The fade setting in cue properties does not seem to work for a looped cue; I'd like a looped cue to fade out after the last loop -- is there a way to do this? In fact, fade out (which is grayed out in Cue Properties) doesn't seem to work in any cue, looped or not. I want some cues to fade out, but setting the fade seconds in cue properties doesn't seem to do it. (fade up works fine.) What am I doing wrong?


----------



## Dionysus (Jul 3, 2014)

You have to click the checkbox "End Fade" beside the fade out time to enable it.


----------



## Beny (Jul 4, 2014)

That works for unlooped cues -- but for looped cues the "end fade" button stays grayed out.


----------



## flowalex999 (Jul 4, 2014)

This takes more work but you could put the audio file in twice the first Cue advance action being set to start play with a wait cue in-between the two and the fade on the second 
Sent from my RM-820_nam_att_100 using Tapatalk


----------



## Beny (Jul 4, 2014)

Good idea, though this cue is looped 8 times (ambient sounds) but once I'm sure how many loops it needs I'll record it that way in my Adobe Audition and end fade it as f it were an unlooped cue.
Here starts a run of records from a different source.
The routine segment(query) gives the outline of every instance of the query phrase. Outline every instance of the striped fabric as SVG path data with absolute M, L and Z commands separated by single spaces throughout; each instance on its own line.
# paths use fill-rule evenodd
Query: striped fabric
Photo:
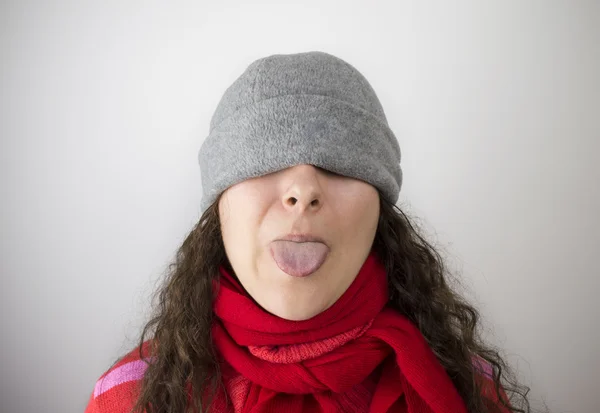
M 137 360 L 130 361 L 129 363 L 109 371 L 108 374 L 96 382 L 96 386 L 94 387 L 94 398 L 119 384 L 141 380 L 146 368 L 148 368 L 148 365 L 145 361 Z
M 143 357 L 140 359 L 136 347 L 119 360 L 96 381 L 91 392 L 85 413 L 130 413 L 139 396 L 139 383 L 148 367 L 149 346 L 151 340 L 142 346 Z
This cue is running mixed in with two others, so "fade all" won't do it.


----------



## Dionysus (Jul 4, 2014)

Yeah, I've never tried fading a looped cue like that. I always use a control cue to fade out, as generally if I am looping I want to control when I take it out.
You can selectively fade the one you want with the others still running, and even have that action automated (say using a wait to trigger the control cue).


----------



## Beny (Jul 4, 2014)

Yes, it would be easy if I were running the show to use control cues or other actions, but I'm trying to create a cue list that will require nothing more than punching "GO" with no further judgement needed, so a trained monkey could run it (we'd be lucky to get that.)


----------